Бледность сползать начала с лица Романа, и он распахнул веки.
— Чего с тобой? Ранен ты, что ль? — ничего не мог понять Яшка.
— Вон… туда гляди, — показал глазами Роман.
Глянул Яшка на ноги — носок правого сапога против большого пальца оторван, и все там с кровью смешалось. Лишь косточка белая едва значится.
— Ты подымайся, Рома, а я тебя на спину приму да хоть вон в вокзале спрячемся.
Поднялся на здоровой ноге раненый, подставил ему свою спину Яшка и, захватив на груди скрещенные руки друга, пустился к вокзалу. Обе винтовки ухватил Яшка за цевье, а приклады по земле волочились, как и ноги Ромкины. Пот лил с него градом. Они вошли уже в длинную тень от вокзального здания. Ах, еще бы немножко, саженей хоть бы с десяток… И тут лопнул сзади еще один снаряд.
Зазвенели в окнах стекла, брякнулись наземь винтовки Яшкины, а левая рука повисла плетью. Больно жигануло предплечье, но устоял на ногах и друга удержал.
В вокзале на полу и на скамьях, теснилось уже не менее сотни раненых. Пристроились друзья в уголке у свободной стены. Побросали шинельные скатки. Яшка вместе с гимнастеркой стянул с себя и нательную рубашку, раскромсал ее на ленты и подал одну из них Ромке.
— Завяжи мне руку сперва, потом уж я твою ногу обработаю.

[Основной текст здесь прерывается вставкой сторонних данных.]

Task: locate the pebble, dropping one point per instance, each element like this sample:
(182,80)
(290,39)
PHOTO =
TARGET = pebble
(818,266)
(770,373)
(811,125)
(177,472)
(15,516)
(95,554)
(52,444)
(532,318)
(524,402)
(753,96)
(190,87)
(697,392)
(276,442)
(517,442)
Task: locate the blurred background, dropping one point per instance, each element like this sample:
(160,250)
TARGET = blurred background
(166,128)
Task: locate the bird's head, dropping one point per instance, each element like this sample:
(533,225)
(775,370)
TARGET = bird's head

Слабыми, неверными руками Ромка затянул, как мог, неглубокую рваную рану на Яшкиной руке, залитой кровью по самую кисть. Потом Яшка принялся за товарища. Пока стягивал с него сапог, опять потерял сознание Ромка, но скоро пришел в себя. Отбросив окровавленную, грязную портянку, Яшка стал мудрить над перевязкой. Никогда в жизни не приходилось ему заниматься таким делом. К тому же, как завязать, чтобы не сползла повязка. Куски бинта короткие.

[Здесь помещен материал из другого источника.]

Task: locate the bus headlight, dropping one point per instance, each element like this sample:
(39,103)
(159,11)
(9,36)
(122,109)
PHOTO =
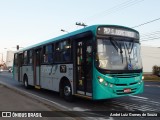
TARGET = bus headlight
(100,79)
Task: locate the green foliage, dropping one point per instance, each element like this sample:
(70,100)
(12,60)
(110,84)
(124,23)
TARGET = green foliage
(155,70)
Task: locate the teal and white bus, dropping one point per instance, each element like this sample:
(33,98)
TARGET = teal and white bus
(96,62)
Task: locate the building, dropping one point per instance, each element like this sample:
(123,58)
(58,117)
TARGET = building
(150,57)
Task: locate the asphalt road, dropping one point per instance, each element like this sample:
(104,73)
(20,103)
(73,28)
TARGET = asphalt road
(147,102)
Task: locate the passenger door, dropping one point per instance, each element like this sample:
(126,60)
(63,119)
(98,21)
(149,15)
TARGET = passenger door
(37,61)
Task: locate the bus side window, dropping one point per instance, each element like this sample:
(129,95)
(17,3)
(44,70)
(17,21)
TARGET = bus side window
(25,56)
(30,60)
(48,54)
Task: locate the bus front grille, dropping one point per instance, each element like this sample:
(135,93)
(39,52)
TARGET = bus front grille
(121,92)
(124,75)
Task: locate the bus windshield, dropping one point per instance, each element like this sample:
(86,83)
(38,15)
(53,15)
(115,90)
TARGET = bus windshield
(118,54)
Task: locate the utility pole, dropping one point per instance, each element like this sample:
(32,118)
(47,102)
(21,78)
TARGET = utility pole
(64,31)
(81,24)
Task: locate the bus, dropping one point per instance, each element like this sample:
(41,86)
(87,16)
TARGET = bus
(97,62)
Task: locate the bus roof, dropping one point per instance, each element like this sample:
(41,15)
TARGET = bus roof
(92,28)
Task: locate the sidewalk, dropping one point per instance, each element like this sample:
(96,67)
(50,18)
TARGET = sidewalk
(12,101)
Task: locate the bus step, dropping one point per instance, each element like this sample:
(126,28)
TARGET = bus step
(37,86)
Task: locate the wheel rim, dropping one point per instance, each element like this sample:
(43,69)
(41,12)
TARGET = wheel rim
(67,90)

Всячески вертел, мотал Яшка этот самодельный бинт, связывал концы. А в это время прямо перед окнами покатилась орущая чешская цепь. Двое чехов заскочили в вокзал, окинули взглядом это царство побитых и покалеченных красных воинов и ринулись вон — догонять своих. Вот и захлестнула неприятельская волна восточную окраину города.

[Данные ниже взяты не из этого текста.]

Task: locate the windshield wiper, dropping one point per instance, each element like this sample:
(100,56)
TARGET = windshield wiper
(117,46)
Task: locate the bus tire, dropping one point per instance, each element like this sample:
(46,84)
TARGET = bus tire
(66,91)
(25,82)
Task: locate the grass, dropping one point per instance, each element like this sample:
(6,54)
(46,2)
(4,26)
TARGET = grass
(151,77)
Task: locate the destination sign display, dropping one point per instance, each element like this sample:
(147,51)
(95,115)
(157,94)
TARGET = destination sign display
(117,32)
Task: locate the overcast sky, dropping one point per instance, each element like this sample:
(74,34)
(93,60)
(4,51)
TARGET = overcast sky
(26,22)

Яшка все-таки довел начатое дело до конца. Всю рубаху измотал он, и даже рукава пошли в дело. В конце концов получилась этакая неуклюжая, пухлая лялька вместо стопы. Сапог теперь все равно не надеть, да и негодный он, а такая обмотка при случае сойдет за обувь.
— Дак чего ж делать-то станем теперь, Рома? — спросил Яшка, натягивая гимнастерку на голое тело. В разрыве рукава на левом предплечье виднелся бинт, начавший темнеть от крови.
— Тебе-то еще можно подумать, чего делать, — горестно отозвался Ромка, — а куда же я с этой вот лялькой кинусь?
Сметливый, неугомонный Яшка растерянно, как затравленный волчонок, повертел головой туда и сюда — кругом одни раненые. Они все прибывали, заполняя свободные участки пола, и скоро уже не везде пройти можно было. Лишь у дверей со стороны площади и со стороны перрона никого не было, и проход между ними пока оставался свободным.
Прогулялся Яшка в ту и другую сторону, позаглядывал в окна и еще тоскливее стало ему: кругом чехи. Пушки, повозки ползли по привокзальной площади. Вернулся к другу, раскатал свою шинель и постелил ее возле стенки.
— Вот тебе постель, Рома, а скатку свою под голову положь. И отдыхай. Силенки-то поберечь не мешает. Видать, добра нам тут не дождаться.
Пока устраивался Ромка, с ближней скамьи подал голос немолодой мужик:
— Слышь, браток, я вижу, ты на ногах, — обратился он к Яшке. — Не добудешь ли где-нибудь водицы… В роту пересохло и внутрях все скипелось.